8 Kasım 2018 Perşembe

---3

B E Ş İ N C İ   T U R

 

Beşinci turun da hâli şöyledir...

Evvelce belirtilen turların derecelerini birleştirip, öylece müşahede edersin. (Varlık O’dur dersin)... Bu makamın sahibine “İBN’ÜL VAKİT” yani “VAKTİN OĞLU” tabiri kullanılır.

 

Bu hâl de idrak edilirse altıncı tura devam edilir.

 

 

A L T I N C I   T U R

 

Altıncı turun halini idrak eden, her şeye “AYNA” olur!.. Ve bu makamda salik, KENDİNDEN gayri kimseyi göremez mevcudatta!.. Bütün eşyayı kendine bağlı olarak müşahede eder.

 

“Cübbemin içinde Allah’tan gayri yok!..”  

ve,

“İki âlemde de gayrim var mı ki!..” demeye başlar...

 

Her şey O’na ve O her şeye AYNA olur... Belki ayna ve aynadaki akis dahi kendidir!..

 

Bundan evvel “İBN’ÜL VAKİT” makamında idi ve 

“Allah’dan gayrı mevcut yoktur!..” diyordu... 

 

Bu makamda kemale eriştiğinde ise şöyle der:

“Mevcudat yoktur, ancak ben varım!..”

 

Ve bu makama “EBU’L VAKT” yani “VAKTİN BABASI” denir. 

 

Şayet bunları da idrak edersen, yedinci tura doğru yola devam edersin.

 

 

Y E D İ N C İ   T U R

 

Yedinci turda salik, külli bir fena ile kendini kaybedip, halis tam yokluğa erer... Bundan sonra bekâ içinde bekâ hâsıl olur, ne hâl ve ne de makâm ile sıfatlanır... Müşahede ve marifet tamamıyla kaybolur. Bu halin tarifi ve izahı olmaz. Zira, burası tam bir yokluk makamıdır!.. 

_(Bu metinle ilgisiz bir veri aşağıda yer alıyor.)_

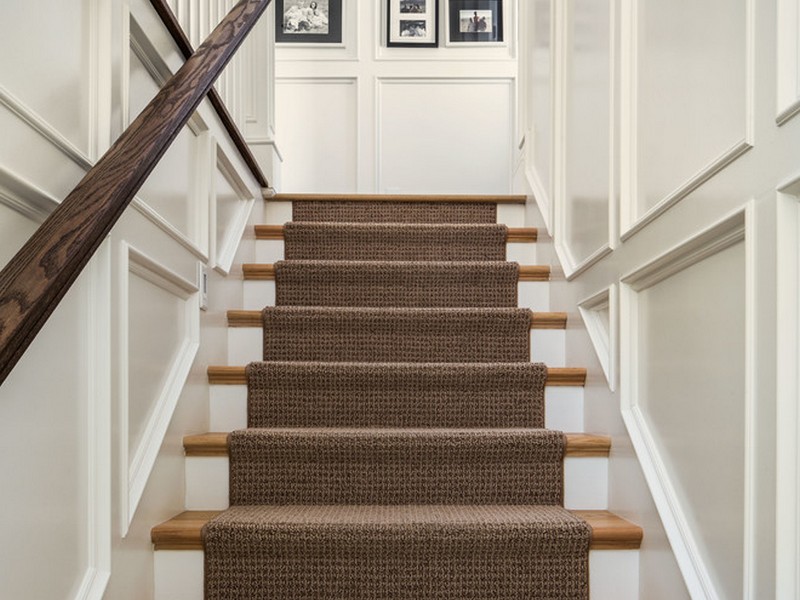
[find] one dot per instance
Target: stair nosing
(609, 531)
(579, 445)
(556, 376)
(432, 198)
(539, 320)
(266, 272)
(513, 235)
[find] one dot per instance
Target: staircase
(402, 438)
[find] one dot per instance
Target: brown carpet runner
(396, 334)
(391, 241)
(395, 448)
(398, 284)
(395, 212)
(313, 394)
(412, 552)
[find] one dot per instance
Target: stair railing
(37, 277)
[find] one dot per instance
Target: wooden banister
(35, 280)
(185, 46)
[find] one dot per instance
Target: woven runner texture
(309, 394)
(397, 553)
(397, 334)
(396, 466)
(387, 241)
(397, 284)
(395, 212)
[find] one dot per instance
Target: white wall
(364, 117)
(93, 416)
(700, 145)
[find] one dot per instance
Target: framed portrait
(413, 23)
(474, 21)
(308, 21)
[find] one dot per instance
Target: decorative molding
(603, 334)
(44, 129)
(98, 442)
(135, 470)
(224, 253)
(24, 197)
(632, 221)
(727, 232)
(787, 531)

Makam dememiz dahi sadece izah gayesiyledir... Yoksa bu mertebe sahibi için ne makâm olur, ne nişan!.. 

Ancak ehl-i zevk olanlar, zevk ile bu hali yaşarlar, anlarlar.

 

Arif bu makama vâsıl olduktan sonra ki burası “makâm-ı cem”dir.

“Cem”den farka gelirse Hakkanî bir vücud ve onu süsleyen yeni bir elbise verirler... Böylece de hakikatine arif olur... 

Bu da, hadîs-i şerifteki “rabbını bilir” hükmünün sırrını anlamaktır. İşte böylece Hak’ka arif olunur; ve mecazi bir itikadla kendini kayıd altına almaz...

 

Beyt:

Ölmeyince bulamadım yolu Hakk’a,

O’ndan oldum Hay ve yaşadım bekâ.

Kendimi kendim yitirdim, yine bulam kendimi,

Hep olursun, hiç edince kendi benliğini!..

 

Bundan sonra arif bildi ki, bütün afak ve enfüste tecelli eden bir ZAT ve bir hakikattir... Başkası yoktur!. Cümle varlık bir varlık, bir can, bir tendir!.. Hakikat birdir, parçalanmış ve bölünmüş değildir. Görünen her şey, zuhur yeri ve aletidir...  Her zuhur yerinde tümüyle zahir olur...  Bir zerrede dahi tüm esma ve sıfatıyla mevcuddur...

 

Herkese itikadına ve zannına göre, her mertebede, her mahal ve makamda ayrı bir yüz gösterir!..

 

Zahirde de, Batında da tasavvur olunan, her akılda makul, her gönülde mana, her kulakta işiten, her gözde gören O’dur!.. Bir yüzden tecellî eder, bir yüzden bakar...  Aşık ve maşuk, talib ve matlub, itikad eden ve edilenin hep tek şey olduğunu anlayıp, vahdete erince, artık arif tek bir itikad ile kendini kayıdlamaz!..

 

Böylece de, baştaki “arifin tarifi” anlaşılmış olur.